ロックを鳴らすエンターテインメント集団
サカナクションに対して、ロックのあり方や提示、想いとか、そういう要素が強いイメージがあったのだけど、このライヴはもうエンターテインメント集団によってできていると今さらながらに感じた。彼らのライヴを観るのは久々ではあるが、ここまで見せ方が変わるとは…というのも、照明やステージの進め方、演奏、すべてにおいてぬかりないというか、完成された曲を演奏しているけれど、ステージでもクリエーションをし続けているのだ。

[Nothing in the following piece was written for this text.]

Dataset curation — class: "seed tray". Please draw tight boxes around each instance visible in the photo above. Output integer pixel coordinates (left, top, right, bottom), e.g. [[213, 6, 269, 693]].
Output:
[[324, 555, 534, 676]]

演奏が始まる前から、ホワイトステージの会場は人で埋め尽くされており、その先のステージに向かう通路でさえ、人混みを掻き分けないと進めないという状態。そんな中、スタートの合図として、明暗を交互に連続した照明のあおりが入ると、すぐさまMac Book前に、ステージ前方に一列に並んだ5人が姿を見せてくれた。「フジロックフェスティバル、サカナクション」という声が入ったあと、山口一郎がスッと手を挙げると、割れんばかりの大歓声が。ステージが進むうちに知ることになるのだけど、彼の動作のタイミングはものすごく秀でており、すべて計算されつくされている気にもなるのだ。

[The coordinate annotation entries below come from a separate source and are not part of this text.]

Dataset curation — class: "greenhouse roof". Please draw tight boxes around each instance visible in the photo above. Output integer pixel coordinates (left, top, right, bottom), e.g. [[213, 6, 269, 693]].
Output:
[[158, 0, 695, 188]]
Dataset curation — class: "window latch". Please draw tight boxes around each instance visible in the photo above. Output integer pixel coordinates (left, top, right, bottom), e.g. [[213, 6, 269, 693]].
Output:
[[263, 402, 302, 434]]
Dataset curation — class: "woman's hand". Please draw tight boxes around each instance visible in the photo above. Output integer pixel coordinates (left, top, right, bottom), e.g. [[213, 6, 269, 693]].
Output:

バンド体制に戻ると、“『バッハの旋律を夜に聴いたせいです。』”や“インナーワールド”、“サンプル”など、流れるようにして曲を紡ぎ、まったく隙のないステージで、次々とサイケデリックな広がりを見せていく。途中、山口の「あっ」という言葉が入るのだけど、たったこれだけの言葉だとしても、今息をしていて、人間が音楽をやっているんだということを気付かせられる。深読みかもしれないが、それぐらい彼の言葉というのは重みを持っているのだ。
そして、“僕と花”が演奏されたあと、一瞬暗転し、5人とも再び前方一列のフォーメーションに。“僕と花”の歌詞「僕の目」という部分をループさせながら(“僕と花 (remix)”)、DJ状態の時間が続いていく。レーザービームなども取り入れているのだが、これはバンドでは中々ない演出だろう。インパクトを残すのと同時に、ロックバンドだとしても、型にハマらない違った音楽を楽しめるのだと、もう行動(ライヴ)で示しているようである。フォーメーションを変えることなく、“ネイティブダンサー”でみんなを高揚させて踊らせると、ブルーの照明に包まれた中、バンドの定位置へ。まるで深い海を泳ぎ、自分がいくべき場所を探していくかのようである。“アルクアラウンド”では、ドラムの江島啓一と山口のコンビネーションがよく、山口の手の合図で展開が進められていくようだった。
さらに“アイデンティティ”でオーディエンスとともに大合唱したあと、ラスト曲として“ルーキー”を。ギターの岩寺基晴とベースの草刈愛美は、自分達の楽器以外に、打楽器も使いこなし、展開をより一層盛り上げていく。ここまでMCなしでぶっとおしというのもスゴいのだが、もう一瞬一瞬のすべてがトータル・コーディネートされて練り込まれているのに大感服するばかりだった。